On the enormous screen, situated directly behind Neil Peart’s mammoth drum kit, it was possible to glimpse a bit of Peart’s foot working the kick drum like a maniac, or some of guitarist Alex Lifeson’s fingers, racing along the strings.

In essence, the moment served as a visual reminder that, for Rush, the sum is greater than the parts.

Together with bassist, vocalist and keyboardist Geddy Lee, Peart and Lifeson form Rush, the freshly minted Rock and Roll Hall of Fame inductees and unassailable kings of prog-rock, whose “R40 Live” tour is marking four decades in the music business, and, if reports are to be believed, also serving as a quasi-farewell.

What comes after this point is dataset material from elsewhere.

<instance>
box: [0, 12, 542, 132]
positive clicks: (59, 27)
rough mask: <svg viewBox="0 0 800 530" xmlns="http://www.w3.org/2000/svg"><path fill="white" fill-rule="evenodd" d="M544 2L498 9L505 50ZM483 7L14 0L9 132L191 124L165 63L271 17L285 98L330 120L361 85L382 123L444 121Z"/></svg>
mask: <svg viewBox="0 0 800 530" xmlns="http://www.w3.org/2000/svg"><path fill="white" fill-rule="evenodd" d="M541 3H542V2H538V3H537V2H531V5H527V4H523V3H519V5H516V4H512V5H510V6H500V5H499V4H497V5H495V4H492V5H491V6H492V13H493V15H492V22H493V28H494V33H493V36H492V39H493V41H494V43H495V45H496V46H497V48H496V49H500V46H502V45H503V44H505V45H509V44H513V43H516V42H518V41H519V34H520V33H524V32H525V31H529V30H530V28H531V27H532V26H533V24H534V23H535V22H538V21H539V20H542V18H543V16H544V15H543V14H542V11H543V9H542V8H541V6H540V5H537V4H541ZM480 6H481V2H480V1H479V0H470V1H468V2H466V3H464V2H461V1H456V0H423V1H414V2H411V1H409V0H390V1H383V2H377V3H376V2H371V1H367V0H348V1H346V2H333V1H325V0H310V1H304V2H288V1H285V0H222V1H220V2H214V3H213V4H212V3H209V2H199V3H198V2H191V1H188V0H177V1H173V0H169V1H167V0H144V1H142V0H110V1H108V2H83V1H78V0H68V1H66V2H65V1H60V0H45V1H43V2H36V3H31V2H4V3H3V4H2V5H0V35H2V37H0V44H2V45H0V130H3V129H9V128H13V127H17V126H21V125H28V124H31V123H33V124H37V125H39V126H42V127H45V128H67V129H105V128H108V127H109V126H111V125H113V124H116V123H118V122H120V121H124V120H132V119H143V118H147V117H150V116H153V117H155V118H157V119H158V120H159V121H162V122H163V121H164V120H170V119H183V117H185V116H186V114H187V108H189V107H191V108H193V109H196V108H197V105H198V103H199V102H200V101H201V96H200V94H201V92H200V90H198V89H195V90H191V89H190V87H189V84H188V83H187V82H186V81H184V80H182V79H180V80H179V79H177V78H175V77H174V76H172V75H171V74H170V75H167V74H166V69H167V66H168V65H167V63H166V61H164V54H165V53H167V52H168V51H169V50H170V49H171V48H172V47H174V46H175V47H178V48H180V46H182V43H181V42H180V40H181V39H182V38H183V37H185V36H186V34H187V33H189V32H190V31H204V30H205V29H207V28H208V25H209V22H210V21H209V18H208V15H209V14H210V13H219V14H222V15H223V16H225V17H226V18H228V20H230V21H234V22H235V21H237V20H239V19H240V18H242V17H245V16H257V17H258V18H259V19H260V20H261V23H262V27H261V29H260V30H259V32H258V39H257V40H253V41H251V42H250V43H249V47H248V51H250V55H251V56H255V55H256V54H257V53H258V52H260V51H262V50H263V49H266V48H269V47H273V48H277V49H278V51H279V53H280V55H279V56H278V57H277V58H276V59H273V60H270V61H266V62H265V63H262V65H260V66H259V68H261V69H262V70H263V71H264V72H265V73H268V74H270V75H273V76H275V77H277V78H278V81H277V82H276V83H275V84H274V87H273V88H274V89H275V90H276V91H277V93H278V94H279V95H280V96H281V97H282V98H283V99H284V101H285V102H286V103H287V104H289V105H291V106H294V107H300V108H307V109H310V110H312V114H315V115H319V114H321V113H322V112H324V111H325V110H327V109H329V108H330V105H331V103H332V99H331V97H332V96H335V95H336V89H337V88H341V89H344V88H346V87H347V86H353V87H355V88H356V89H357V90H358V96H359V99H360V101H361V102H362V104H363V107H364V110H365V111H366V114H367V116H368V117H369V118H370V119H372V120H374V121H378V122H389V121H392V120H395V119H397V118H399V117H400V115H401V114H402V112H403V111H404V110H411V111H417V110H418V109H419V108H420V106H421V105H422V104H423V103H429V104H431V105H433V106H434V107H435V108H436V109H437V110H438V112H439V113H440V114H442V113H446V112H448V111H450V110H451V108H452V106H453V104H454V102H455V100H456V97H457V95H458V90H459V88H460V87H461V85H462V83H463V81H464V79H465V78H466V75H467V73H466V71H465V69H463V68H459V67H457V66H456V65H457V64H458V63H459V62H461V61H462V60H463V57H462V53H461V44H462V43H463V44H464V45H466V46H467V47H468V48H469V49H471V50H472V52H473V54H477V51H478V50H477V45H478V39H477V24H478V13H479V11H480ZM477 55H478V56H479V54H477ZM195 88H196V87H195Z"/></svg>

It’s understandable if the three men hang it up after this 34-city tour — Peart is 62, while Lifeson and Lee are 61 — but the three musicians certainly aren’t playing as if there’s scarcely any gas left in the tank.

While Rush’s music tends to appeal more to the head than the heart — Closer to the Heart notwithstanding — their complex, polyrhythmic rock songs require an almost unreal amount of focus — not for nothing was Peart’s face scrunched up in intense concentration all night long (whether it was enjoyable or excruciating was tough to tell).

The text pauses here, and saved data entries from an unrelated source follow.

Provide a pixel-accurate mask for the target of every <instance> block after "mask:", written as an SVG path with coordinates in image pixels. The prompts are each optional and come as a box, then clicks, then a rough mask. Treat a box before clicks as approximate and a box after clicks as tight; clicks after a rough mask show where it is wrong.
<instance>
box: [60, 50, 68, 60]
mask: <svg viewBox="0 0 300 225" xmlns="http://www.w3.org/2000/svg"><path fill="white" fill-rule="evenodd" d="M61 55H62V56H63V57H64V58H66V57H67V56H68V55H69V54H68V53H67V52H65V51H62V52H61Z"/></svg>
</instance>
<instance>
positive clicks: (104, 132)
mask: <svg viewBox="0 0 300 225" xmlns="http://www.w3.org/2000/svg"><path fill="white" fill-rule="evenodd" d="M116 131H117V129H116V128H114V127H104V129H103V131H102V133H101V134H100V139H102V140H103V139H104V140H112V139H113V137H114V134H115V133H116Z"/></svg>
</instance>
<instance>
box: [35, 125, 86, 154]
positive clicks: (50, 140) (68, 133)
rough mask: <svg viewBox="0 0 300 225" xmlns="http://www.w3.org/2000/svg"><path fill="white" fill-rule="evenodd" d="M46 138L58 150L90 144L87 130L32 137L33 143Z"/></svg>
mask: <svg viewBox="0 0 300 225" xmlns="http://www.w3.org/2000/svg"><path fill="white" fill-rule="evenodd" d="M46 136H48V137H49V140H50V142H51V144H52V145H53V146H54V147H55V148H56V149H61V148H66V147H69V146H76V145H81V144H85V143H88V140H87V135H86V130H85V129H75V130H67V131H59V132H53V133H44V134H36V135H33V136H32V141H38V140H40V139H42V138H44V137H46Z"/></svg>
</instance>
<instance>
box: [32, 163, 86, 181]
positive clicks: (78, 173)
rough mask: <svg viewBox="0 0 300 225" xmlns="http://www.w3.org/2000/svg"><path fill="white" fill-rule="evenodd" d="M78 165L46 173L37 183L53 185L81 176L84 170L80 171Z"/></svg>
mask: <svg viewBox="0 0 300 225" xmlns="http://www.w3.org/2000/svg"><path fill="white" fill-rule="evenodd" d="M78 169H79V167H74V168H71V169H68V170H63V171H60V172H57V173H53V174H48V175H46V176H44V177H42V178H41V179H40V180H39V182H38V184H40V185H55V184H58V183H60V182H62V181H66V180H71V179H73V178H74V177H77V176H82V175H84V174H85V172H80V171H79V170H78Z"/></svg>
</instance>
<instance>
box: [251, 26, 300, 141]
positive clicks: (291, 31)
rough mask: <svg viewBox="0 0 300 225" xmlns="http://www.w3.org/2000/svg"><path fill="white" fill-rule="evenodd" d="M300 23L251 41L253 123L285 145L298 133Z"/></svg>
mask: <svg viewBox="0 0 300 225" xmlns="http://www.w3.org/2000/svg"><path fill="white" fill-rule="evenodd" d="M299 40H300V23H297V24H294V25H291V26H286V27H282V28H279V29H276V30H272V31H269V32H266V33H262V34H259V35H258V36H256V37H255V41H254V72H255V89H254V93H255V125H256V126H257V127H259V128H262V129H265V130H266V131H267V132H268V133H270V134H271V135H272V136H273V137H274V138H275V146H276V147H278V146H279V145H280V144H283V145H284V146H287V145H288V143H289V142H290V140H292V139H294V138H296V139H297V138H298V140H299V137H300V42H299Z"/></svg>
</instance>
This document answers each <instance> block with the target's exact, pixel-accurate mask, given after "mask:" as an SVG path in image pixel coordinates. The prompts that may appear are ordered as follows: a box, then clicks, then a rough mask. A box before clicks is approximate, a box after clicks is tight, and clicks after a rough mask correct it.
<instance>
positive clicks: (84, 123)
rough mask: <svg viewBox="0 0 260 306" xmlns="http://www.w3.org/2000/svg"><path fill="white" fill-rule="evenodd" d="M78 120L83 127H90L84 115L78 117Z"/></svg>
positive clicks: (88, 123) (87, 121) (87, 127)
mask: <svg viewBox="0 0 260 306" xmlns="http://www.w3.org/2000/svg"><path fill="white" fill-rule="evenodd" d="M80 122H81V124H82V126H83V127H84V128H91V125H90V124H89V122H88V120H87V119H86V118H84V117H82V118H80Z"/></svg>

Nor are the fans flagging: Judging from the near-capacity crowd’s rapturous response to tracks like Subdivisions, YYZ or Xanadu, Rush’s absence from the landscape would be keenly felt. (A line in Clockwork Angels — “The people raise their hands” — prompted almost everyone in sight to do exactly that.)

Monday’s epic performance, the band’s first North Texas gig in almost three years, was split into two sets totaling nearly three hours, each with its own customized stage design — the first favored bric-a-brac and sci-fi-themed accoutrements (a giant brain in a tank), while the second was more no frills, arena rock show, complete with multi-neck guitar and bass. (The encore furthered tweaked the set-up, leaving Rush like a hungry young garage band.)

The trio makes a fantastic, visceral sound, one bolstered by elements — lasers, pyro, a restless light display — as timeless as rock concerts themselves. Even if you don’t know your Headlong Flight from your Cygnus X-1, it’s tough not to be pulled in by the sheer musicianship on display.

Rush has quite the sense of humor about itself — I suppose after 40 years’ worth of snide remarks and snubs from the mainstream, you’d almost have to — and that impish, anarchic spirit filtered down into the interstitial videos (No Country for Old Hens, which played just prior to the second set, would’ve brought smiles to the faces of Monty Python), as well as Lee’s own demeanor. He often seemed to be having just as much fun as the screaming, singing fans arrayed before him.

Rush’s peculiar amalgam of fantasy, science fiction and almost mathematically precise music is unique among rock bands.

Spectacle in lockstep with skill, a deeply intellectual pursuit but also one inspiring tremendous emotion — even now, in the 21st century, there isn’t another act doing what Rush does so well.

Simply put, Rush is a singular creation, and seeing them live is, fittingly, a singular experience.